Pertamina is usefully contrasted with another state-owned oil and gas company located just across the Strait of Malacca: Malaysia’s Petronas. Like Pertamina, Petronas is a government-owned oil and gas giant. 2023 was also a very good year for the company (though not as good as 2022), recording a net profit of $17.7 billion on revenue of $75 billion.
However, Petronas has a different function and structure than its Indonesian counterpart. Its main purpose is to generate revenue for the state, and it does that quite well. Between 2019 and 2023, Petronas paid over $40 billion in dividends to the Malaysian government.
What is the main difference between Pertamina and Petronas? The size of the domestic market. Indonesia’s domestic market is much larger than Malaysia’s, and thus most of Pertamina’s operations are focused on meeting local demand, even at loss-making prices. In 2023, 71 percent of Pertamina’s revenue came from domestic energy sales and only 10 percent from exports.

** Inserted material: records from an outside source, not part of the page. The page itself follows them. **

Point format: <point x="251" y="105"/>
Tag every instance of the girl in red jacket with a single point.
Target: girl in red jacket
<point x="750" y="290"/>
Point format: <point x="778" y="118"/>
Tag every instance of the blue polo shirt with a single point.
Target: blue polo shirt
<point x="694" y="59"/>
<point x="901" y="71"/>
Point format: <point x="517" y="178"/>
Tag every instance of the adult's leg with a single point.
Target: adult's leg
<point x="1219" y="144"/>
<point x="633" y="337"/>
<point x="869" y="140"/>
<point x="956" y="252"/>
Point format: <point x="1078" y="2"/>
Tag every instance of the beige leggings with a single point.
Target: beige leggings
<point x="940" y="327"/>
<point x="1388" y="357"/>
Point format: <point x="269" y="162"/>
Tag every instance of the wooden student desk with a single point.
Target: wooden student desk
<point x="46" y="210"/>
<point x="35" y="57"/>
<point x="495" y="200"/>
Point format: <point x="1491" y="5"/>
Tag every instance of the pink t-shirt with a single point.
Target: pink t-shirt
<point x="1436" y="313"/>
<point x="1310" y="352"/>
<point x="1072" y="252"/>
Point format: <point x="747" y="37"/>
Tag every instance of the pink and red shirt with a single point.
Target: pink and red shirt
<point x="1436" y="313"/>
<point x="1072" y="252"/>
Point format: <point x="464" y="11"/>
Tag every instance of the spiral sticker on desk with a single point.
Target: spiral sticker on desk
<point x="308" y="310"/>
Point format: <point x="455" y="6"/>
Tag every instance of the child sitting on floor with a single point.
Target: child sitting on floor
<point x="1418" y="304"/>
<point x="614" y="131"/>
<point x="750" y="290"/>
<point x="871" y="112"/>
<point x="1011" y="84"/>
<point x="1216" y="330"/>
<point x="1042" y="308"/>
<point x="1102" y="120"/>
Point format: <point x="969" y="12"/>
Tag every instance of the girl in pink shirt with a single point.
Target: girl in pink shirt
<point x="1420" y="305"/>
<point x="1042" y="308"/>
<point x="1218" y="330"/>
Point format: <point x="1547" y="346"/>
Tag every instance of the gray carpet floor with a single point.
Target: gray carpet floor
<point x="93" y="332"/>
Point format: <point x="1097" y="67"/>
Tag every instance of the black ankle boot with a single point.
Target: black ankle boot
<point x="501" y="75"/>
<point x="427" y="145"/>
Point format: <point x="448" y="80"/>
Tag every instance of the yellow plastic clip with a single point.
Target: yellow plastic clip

Petronas’ revenue structure is basically the opposite of that, with 74 percent of its revenue in 2023 coming from exports or overseas business and only 26 percent from the domestic market. Because Malaysia has a smaller domestic market, it has more surplus petroleum resources for export and Petronas has been able to focus on becoming an internationalized, profitable company.
In the 1970s and 1980s, Pertamina operated in a similar way to Petronas today, generating large revenue streams for the government by exporting Indonesia’s surplus oil. But as the decades went by, domestic demand increased while oil reserves declined. This led to less focus on domestic energy needs and significant government support was required to keep fuel prices stable and affordable.
Although Pertamina and Petronas are superficially similar, they now serve very different functions in their respective economies and global oil and gas supply chains. And while they could both point to 2023 as a good year, the actual drivers of these financial results were very different.